バブル崩壊以降、下がり続けた物価の中でも、ジーンズは象徴的な商品だ。2009年にファーストリテイリングが展開するカジュアル専門店「ジーユー」が990円ジーンズを発売すると、競合が相次いで低価格ジーンズ市場に参入。結果、複数の国内大手ジーンズメーカーが経営破綻し、街からジーンズ専門店が消えていった。
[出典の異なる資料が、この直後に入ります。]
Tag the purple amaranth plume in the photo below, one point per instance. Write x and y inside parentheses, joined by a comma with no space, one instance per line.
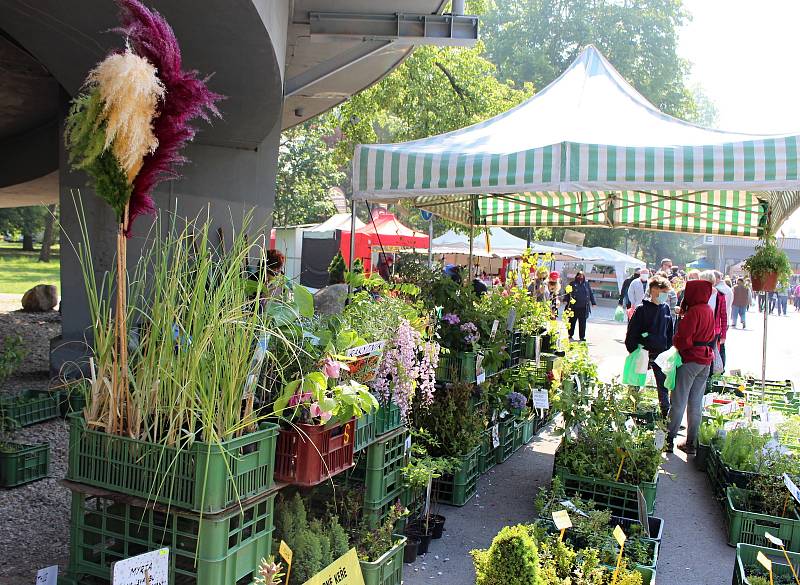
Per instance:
(186,97)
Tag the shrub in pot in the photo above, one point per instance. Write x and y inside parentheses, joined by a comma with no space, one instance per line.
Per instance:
(768,266)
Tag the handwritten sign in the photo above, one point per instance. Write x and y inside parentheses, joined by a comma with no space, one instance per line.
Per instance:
(790,485)
(366,350)
(151,568)
(765,561)
(619,535)
(540,399)
(562,519)
(47,576)
(343,571)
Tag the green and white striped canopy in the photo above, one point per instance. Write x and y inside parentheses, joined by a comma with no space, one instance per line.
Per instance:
(588,150)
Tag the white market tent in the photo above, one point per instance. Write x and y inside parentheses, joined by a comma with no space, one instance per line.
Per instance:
(590,151)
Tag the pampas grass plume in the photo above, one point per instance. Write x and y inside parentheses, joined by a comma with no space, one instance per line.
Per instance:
(131,90)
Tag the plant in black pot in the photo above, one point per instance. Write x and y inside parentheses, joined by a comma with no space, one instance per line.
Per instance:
(768,266)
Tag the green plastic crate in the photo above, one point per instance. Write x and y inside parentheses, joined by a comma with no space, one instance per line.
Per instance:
(506,448)
(749,527)
(746,557)
(388,569)
(211,549)
(620,498)
(365,431)
(29,407)
(486,456)
(458,489)
(205,477)
(380,467)
(387,419)
(23,463)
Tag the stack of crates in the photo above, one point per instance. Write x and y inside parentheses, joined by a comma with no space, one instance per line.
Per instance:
(211,504)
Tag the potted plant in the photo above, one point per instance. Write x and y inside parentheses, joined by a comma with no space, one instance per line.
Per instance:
(768,266)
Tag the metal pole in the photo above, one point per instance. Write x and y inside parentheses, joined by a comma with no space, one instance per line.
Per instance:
(764,350)
(430,242)
(352,233)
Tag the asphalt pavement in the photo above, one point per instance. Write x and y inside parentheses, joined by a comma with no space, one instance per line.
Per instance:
(693,550)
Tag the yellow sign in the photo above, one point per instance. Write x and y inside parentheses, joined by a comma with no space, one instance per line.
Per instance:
(562,519)
(619,535)
(343,571)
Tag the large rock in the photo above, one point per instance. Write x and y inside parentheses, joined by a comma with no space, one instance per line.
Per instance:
(330,300)
(41,298)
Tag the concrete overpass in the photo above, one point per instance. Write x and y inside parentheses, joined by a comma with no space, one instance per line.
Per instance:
(279,62)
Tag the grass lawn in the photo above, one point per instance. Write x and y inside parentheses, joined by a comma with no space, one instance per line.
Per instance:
(20,270)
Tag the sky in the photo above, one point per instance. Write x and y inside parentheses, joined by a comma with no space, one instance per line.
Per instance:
(744,55)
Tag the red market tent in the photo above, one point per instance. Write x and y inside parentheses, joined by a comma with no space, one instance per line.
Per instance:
(385,230)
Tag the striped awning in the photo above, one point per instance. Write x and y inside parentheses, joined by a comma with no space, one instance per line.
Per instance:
(556,160)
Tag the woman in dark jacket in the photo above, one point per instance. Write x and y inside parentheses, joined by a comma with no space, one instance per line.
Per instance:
(580,301)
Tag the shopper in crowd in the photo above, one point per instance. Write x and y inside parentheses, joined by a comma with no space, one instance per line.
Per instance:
(741,303)
(782,298)
(623,294)
(580,301)
(651,327)
(797,297)
(638,288)
(694,339)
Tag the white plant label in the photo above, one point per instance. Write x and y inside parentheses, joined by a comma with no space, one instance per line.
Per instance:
(790,485)
(150,568)
(540,399)
(660,439)
(47,576)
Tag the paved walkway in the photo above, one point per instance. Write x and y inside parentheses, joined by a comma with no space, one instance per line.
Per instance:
(694,549)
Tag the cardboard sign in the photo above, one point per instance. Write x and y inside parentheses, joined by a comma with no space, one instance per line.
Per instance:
(47,576)
(540,399)
(774,540)
(562,519)
(151,568)
(366,350)
(791,487)
(619,535)
(343,571)
(765,562)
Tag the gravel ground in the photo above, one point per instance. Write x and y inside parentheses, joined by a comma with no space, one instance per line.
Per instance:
(34,518)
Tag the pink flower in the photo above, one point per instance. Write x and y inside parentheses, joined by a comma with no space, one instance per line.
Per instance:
(299,398)
(332,368)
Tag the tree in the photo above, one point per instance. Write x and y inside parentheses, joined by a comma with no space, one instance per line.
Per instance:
(307,168)
(47,237)
(533,41)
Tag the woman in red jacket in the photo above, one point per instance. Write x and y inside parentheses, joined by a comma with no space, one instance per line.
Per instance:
(693,340)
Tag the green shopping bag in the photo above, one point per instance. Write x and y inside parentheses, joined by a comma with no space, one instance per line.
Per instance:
(633,373)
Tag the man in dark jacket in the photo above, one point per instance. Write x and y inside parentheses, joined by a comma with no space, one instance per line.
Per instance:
(693,340)
(580,301)
(623,294)
(651,327)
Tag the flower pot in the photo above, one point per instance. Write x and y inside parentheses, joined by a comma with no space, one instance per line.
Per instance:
(410,550)
(765,282)
(436,525)
(424,543)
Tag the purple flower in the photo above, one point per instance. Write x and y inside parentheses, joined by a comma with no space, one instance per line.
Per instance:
(451,318)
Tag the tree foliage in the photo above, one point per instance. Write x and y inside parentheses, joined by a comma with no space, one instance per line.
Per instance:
(536,40)
(306,170)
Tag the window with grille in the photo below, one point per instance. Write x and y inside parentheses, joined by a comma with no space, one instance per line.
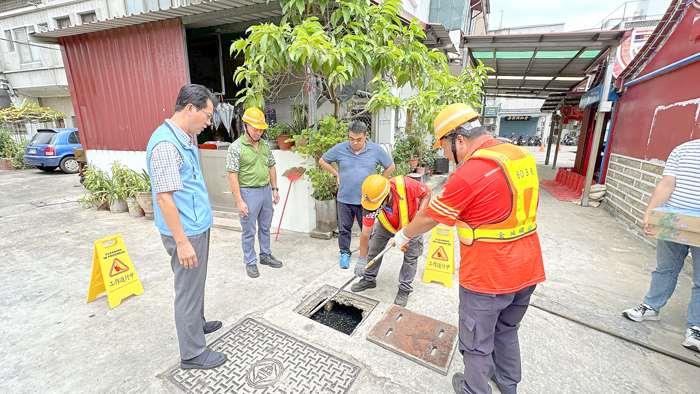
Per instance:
(88,17)
(9,44)
(63,22)
(27,53)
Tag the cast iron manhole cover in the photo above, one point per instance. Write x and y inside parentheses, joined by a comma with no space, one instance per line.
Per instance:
(427,341)
(262,359)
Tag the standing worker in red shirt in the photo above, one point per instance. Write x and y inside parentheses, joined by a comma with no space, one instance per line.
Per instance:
(393,203)
(492,199)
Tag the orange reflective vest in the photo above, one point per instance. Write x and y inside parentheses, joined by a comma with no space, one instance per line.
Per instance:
(521,172)
(403,206)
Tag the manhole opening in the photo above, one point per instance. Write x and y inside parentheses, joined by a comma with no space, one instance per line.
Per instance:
(343,318)
(344,313)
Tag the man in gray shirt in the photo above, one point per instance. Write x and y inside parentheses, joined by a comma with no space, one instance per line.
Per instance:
(356,158)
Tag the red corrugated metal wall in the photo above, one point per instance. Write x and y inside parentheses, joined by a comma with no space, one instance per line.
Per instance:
(656,115)
(124,82)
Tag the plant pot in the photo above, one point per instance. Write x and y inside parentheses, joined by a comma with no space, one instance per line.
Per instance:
(6,164)
(134,208)
(102,206)
(326,215)
(118,206)
(145,201)
(282,142)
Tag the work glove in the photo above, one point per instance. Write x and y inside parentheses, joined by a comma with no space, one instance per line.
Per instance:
(360,264)
(401,240)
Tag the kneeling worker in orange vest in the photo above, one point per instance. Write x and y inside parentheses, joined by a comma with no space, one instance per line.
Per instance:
(389,204)
(492,199)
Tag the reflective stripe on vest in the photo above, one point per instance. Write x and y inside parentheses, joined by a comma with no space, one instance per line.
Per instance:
(521,172)
(403,207)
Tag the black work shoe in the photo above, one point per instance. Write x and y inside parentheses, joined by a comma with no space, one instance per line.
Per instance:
(270,261)
(402,297)
(252,270)
(212,326)
(207,360)
(458,382)
(363,285)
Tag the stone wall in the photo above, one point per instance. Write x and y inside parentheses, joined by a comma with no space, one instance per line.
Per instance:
(629,183)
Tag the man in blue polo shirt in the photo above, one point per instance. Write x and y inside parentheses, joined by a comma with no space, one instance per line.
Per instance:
(182,215)
(356,158)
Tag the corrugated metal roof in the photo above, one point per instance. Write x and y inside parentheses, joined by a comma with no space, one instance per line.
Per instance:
(212,9)
(556,100)
(125,81)
(536,65)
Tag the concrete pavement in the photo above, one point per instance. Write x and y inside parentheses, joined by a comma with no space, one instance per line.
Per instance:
(57,342)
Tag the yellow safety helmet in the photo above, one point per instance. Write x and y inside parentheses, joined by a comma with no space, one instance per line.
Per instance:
(451,117)
(255,117)
(375,188)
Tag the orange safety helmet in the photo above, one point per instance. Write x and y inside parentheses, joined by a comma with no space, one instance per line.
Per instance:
(255,117)
(451,117)
(375,188)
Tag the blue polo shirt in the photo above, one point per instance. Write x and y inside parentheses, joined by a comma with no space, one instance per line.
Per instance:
(353,167)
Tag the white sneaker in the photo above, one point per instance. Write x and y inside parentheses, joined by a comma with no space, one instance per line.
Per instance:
(692,338)
(640,313)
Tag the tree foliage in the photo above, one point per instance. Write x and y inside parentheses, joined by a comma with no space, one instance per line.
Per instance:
(332,43)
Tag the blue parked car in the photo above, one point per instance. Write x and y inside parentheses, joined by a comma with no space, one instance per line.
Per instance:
(51,148)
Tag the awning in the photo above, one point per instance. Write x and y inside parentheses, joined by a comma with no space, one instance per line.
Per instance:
(557,100)
(537,65)
(202,12)
(436,36)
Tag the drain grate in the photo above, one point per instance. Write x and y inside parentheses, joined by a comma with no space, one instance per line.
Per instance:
(424,340)
(346,311)
(262,359)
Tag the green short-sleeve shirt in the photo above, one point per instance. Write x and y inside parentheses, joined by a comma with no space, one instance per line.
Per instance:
(252,165)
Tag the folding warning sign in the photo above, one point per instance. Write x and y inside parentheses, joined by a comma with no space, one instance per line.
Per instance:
(113,272)
(440,265)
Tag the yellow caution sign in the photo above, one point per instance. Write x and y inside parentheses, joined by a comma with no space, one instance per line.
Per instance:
(113,272)
(440,265)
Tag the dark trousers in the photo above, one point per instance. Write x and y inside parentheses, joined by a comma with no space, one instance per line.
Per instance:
(189,295)
(347,215)
(488,338)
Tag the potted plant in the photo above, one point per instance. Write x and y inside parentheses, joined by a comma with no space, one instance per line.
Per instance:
(96,184)
(325,189)
(315,141)
(132,181)
(144,196)
(274,132)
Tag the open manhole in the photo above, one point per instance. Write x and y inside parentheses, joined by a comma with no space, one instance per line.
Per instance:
(344,313)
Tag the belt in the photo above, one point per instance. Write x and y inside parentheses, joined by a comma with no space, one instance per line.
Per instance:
(254,187)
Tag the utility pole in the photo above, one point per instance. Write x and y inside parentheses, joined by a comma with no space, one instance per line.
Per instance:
(604,106)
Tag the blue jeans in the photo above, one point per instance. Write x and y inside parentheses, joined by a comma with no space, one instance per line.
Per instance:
(670,257)
(347,215)
(259,201)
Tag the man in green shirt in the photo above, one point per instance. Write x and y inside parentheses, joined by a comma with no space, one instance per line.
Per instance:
(253,181)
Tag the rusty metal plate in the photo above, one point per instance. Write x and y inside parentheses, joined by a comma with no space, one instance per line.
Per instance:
(262,359)
(427,341)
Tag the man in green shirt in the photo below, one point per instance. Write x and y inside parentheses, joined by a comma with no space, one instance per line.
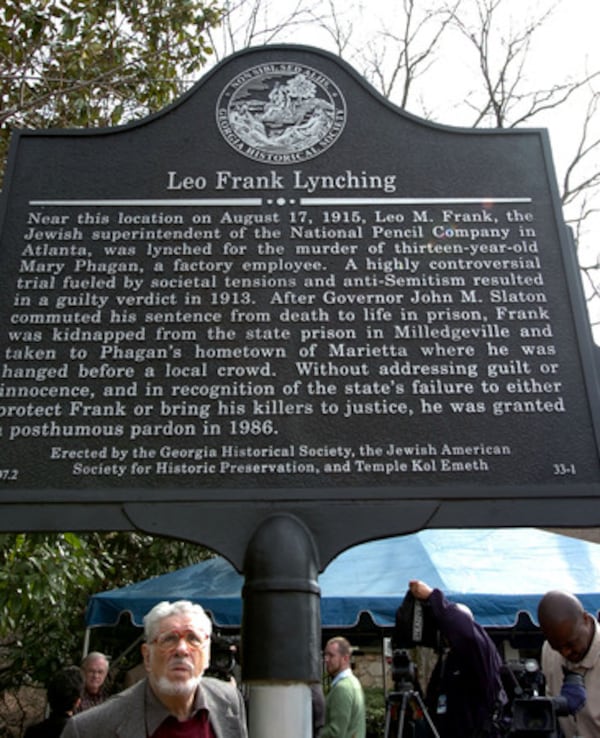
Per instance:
(345,702)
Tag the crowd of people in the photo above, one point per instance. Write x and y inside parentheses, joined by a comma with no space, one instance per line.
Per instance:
(465,695)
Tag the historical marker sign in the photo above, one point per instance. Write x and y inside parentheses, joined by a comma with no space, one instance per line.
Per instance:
(283,287)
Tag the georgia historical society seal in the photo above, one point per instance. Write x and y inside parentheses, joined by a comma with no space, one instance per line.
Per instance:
(281,113)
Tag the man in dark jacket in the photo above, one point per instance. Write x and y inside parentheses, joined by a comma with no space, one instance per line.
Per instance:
(465,689)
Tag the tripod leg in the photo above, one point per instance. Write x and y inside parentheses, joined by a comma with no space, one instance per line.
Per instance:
(426,715)
(402,715)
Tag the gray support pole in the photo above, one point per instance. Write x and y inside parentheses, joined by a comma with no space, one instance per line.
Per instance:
(281,628)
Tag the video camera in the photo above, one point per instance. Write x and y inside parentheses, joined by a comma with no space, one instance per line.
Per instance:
(223,652)
(403,670)
(533,715)
(415,625)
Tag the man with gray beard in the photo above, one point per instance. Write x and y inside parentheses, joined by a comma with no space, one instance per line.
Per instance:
(175,700)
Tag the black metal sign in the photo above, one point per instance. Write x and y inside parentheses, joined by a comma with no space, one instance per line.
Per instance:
(284,287)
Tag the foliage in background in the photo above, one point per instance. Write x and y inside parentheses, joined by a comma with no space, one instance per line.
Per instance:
(45,582)
(375,712)
(78,63)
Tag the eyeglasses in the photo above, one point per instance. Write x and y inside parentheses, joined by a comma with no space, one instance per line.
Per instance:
(170,640)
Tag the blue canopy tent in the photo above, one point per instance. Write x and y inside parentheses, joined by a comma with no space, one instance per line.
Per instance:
(499,574)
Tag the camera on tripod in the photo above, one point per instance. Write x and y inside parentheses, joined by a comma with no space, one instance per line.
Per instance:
(533,715)
(403,669)
(415,625)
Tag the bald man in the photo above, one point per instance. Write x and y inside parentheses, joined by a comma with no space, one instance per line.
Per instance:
(572,643)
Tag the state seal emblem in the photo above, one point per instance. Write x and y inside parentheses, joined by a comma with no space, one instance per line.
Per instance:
(281,113)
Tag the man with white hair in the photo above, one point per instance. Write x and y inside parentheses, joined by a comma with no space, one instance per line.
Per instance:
(175,700)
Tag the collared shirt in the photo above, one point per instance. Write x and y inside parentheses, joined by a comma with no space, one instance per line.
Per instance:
(587,721)
(341,675)
(160,722)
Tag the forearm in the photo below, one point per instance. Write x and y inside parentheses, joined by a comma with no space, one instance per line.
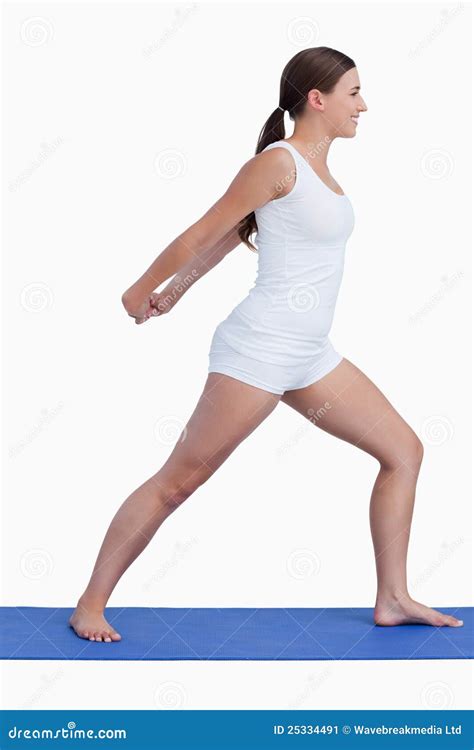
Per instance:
(198,266)
(192,267)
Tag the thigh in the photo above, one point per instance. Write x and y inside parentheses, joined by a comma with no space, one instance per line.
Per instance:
(227,411)
(347,404)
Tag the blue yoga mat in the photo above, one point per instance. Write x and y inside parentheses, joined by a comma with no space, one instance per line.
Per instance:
(233,633)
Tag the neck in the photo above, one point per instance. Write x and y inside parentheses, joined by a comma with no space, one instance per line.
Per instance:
(315,140)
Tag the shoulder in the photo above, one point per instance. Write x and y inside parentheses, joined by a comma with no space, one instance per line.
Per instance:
(277,168)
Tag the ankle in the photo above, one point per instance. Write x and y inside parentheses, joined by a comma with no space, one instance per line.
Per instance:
(393,595)
(89,603)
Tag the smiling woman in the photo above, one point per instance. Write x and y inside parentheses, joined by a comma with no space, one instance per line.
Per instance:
(274,345)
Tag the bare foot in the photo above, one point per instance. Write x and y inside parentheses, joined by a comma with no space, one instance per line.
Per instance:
(91,624)
(403,610)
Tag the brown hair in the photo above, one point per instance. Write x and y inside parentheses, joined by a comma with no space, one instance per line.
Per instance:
(316,67)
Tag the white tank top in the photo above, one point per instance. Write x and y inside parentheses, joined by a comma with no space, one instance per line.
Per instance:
(301,237)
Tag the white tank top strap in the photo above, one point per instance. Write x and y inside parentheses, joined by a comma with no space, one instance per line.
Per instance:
(299,174)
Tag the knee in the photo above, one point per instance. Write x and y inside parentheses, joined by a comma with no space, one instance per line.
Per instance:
(408,452)
(175,488)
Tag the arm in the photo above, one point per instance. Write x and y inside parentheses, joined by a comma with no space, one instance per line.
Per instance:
(196,268)
(255,184)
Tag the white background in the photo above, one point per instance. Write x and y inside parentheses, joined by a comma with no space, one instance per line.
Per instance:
(94,97)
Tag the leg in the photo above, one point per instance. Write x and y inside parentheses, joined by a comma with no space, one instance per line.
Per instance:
(226,413)
(347,404)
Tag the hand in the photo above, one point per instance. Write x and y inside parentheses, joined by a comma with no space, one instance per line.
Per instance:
(141,312)
(155,304)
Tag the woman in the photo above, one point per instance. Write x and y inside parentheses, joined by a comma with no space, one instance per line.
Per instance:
(274,345)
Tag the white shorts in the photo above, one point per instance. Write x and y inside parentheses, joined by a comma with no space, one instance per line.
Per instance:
(270,377)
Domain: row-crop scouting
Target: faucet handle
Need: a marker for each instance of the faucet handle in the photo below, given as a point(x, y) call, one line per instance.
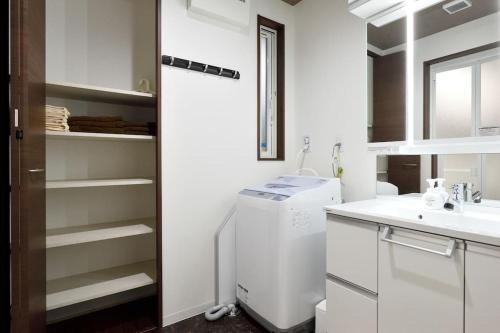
point(458, 191)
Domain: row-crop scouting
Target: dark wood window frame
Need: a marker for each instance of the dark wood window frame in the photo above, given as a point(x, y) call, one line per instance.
point(427, 90)
point(280, 101)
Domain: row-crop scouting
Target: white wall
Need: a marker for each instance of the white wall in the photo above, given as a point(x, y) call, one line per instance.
point(209, 149)
point(331, 92)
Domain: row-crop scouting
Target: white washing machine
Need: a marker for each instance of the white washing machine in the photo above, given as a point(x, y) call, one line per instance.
point(281, 249)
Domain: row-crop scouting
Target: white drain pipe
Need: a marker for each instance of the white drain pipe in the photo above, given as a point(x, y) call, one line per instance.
point(220, 311)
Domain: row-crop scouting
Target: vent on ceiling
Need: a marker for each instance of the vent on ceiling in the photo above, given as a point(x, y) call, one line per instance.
point(456, 6)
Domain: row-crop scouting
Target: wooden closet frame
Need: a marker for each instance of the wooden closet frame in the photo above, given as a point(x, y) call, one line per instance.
point(27, 93)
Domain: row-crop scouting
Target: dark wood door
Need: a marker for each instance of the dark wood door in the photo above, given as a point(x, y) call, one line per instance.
point(404, 172)
point(389, 98)
point(27, 129)
point(4, 171)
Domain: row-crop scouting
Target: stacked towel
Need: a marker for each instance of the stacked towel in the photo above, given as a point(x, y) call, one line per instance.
point(56, 118)
point(114, 125)
point(140, 128)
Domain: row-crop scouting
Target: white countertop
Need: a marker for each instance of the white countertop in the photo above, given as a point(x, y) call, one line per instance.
point(478, 223)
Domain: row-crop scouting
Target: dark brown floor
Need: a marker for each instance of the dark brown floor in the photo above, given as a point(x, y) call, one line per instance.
point(133, 317)
point(242, 323)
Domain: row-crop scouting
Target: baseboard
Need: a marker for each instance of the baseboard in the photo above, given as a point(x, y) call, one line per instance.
point(185, 314)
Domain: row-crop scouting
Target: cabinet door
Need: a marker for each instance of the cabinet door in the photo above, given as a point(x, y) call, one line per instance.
point(482, 278)
point(27, 130)
point(419, 290)
point(352, 251)
point(350, 310)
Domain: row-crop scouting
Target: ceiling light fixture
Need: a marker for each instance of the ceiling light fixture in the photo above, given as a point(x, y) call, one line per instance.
point(399, 11)
point(456, 6)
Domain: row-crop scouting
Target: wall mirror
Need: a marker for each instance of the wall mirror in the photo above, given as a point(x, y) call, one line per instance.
point(400, 174)
point(457, 70)
point(386, 64)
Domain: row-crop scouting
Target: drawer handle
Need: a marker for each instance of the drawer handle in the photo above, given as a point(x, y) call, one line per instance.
point(452, 244)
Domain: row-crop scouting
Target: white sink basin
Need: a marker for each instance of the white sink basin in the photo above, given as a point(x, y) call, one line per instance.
point(477, 223)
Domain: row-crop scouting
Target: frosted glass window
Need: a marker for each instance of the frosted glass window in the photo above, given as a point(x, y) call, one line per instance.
point(492, 176)
point(453, 103)
point(268, 93)
point(490, 96)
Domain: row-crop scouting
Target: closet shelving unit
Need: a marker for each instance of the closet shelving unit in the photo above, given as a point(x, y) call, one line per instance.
point(94, 285)
point(101, 189)
point(99, 94)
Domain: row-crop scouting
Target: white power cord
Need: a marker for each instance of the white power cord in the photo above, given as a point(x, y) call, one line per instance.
point(299, 161)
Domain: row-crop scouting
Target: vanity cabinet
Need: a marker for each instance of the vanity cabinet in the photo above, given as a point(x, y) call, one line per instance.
point(350, 309)
point(352, 251)
point(391, 280)
point(482, 288)
point(421, 287)
point(351, 286)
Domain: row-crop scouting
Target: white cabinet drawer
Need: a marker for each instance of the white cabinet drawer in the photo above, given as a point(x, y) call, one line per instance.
point(349, 310)
point(482, 283)
point(352, 251)
point(421, 285)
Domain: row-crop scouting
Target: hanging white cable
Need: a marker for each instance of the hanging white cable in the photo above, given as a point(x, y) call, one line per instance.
point(299, 161)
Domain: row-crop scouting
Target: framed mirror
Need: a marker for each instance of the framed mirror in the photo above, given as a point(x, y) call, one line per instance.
point(457, 70)
point(386, 64)
point(407, 175)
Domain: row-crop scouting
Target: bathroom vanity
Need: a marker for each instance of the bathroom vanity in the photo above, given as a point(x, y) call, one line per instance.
point(393, 266)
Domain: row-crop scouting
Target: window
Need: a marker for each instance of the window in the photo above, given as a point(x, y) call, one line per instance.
point(270, 88)
point(464, 90)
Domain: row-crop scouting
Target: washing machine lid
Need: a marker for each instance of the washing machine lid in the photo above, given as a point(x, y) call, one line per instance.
point(285, 186)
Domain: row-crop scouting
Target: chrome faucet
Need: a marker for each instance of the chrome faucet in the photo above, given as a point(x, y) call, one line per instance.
point(470, 196)
point(460, 194)
point(457, 198)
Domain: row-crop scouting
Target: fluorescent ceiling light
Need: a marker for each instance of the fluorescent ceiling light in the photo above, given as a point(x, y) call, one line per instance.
point(399, 11)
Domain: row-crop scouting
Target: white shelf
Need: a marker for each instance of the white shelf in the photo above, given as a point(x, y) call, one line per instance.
point(99, 94)
point(56, 184)
point(85, 287)
point(96, 136)
point(98, 232)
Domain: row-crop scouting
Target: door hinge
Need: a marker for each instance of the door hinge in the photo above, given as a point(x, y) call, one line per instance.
point(19, 134)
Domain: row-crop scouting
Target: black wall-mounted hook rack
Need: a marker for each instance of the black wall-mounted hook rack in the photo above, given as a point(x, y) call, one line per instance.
point(200, 67)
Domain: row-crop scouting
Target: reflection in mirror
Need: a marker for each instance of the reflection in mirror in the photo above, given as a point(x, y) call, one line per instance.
point(387, 78)
point(457, 70)
point(398, 175)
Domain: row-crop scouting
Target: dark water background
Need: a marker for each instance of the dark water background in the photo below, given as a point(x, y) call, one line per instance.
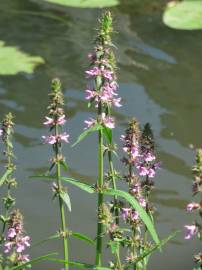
point(160, 82)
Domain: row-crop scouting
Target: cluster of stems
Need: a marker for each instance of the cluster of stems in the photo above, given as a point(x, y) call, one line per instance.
point(102, 92)
point(55, 121)
point(196, 228)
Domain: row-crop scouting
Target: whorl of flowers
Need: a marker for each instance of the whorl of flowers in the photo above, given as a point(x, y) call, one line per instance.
point(56, 116)
point(196, 228)
point(146, 163)
point(131, 148)
point(16, 240)
point(6, 133)
point(102, 89)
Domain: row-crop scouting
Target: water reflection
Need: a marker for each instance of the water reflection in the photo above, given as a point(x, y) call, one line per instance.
point(159, 82)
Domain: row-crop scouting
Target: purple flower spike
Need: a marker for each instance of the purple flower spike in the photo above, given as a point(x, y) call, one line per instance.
point(190, 231)
point(11, 233)
point(108, 121)
point(89, 123)
point(193, 206)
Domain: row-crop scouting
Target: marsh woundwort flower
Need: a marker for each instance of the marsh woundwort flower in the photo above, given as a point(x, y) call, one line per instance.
point(16, 240)
point(103, 92)
point(190, 231)
point(196, 228)
point(55, 121)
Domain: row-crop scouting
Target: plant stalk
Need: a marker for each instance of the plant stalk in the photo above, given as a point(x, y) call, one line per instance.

低価格競争による市場淘汰はさまざまな業界で見られた。家具業界もその一つ。海外生産のプライベートブランドを郊外大型店で廉価販売するビジネスモデルが業界を席巻。家具を消耗品として大量販売するチェーンが成長する一方、街の家具店は減り続けている。粗利益を削った過度の安売り競争の揚げ句に、多くの企業が事業資源を減耗させていった。しかし、それとは逆の行き方で確実に成長してきた企業もある。
本物を目指して自社開発
妙高市(新潟県)にあるジーンズショップ「マルニ」は、売り上げが毎年2桁増という成長を続けている。粗利益率も40%台後半と高い。
その理由は純国産のオリジナルジーンズにある。価格はナショナルブランドの2倍以上だが、ここにしかないデニムを求めて、県内外から多くのジーンズ好きが来店するのだ。「きっかけは、90年代初頭に米国ジーンズメーカーの工場を見学したときのことでした」とは経営者の西脇謙吾さん。「そこでは生産効率が重視され、まるで工業製品のようにシステム化された製造ラインでジーンズが大量生産され、安い賃金でメキシコ移民が働かされていました。それまで憧れだったアメリカブランドに失望した瞬間でした」
そこで西脇さんは、質の高い国産ジーンズ製造で知られたメーカーを説得して、96年に最初のオリジナルジーンズを発売。生地から染色、縫製まで一切妥協しないでつくり上げた商品は、トップブランドよりも価格は高いものの、瞬く間にジーンズファンの支持を集めていった。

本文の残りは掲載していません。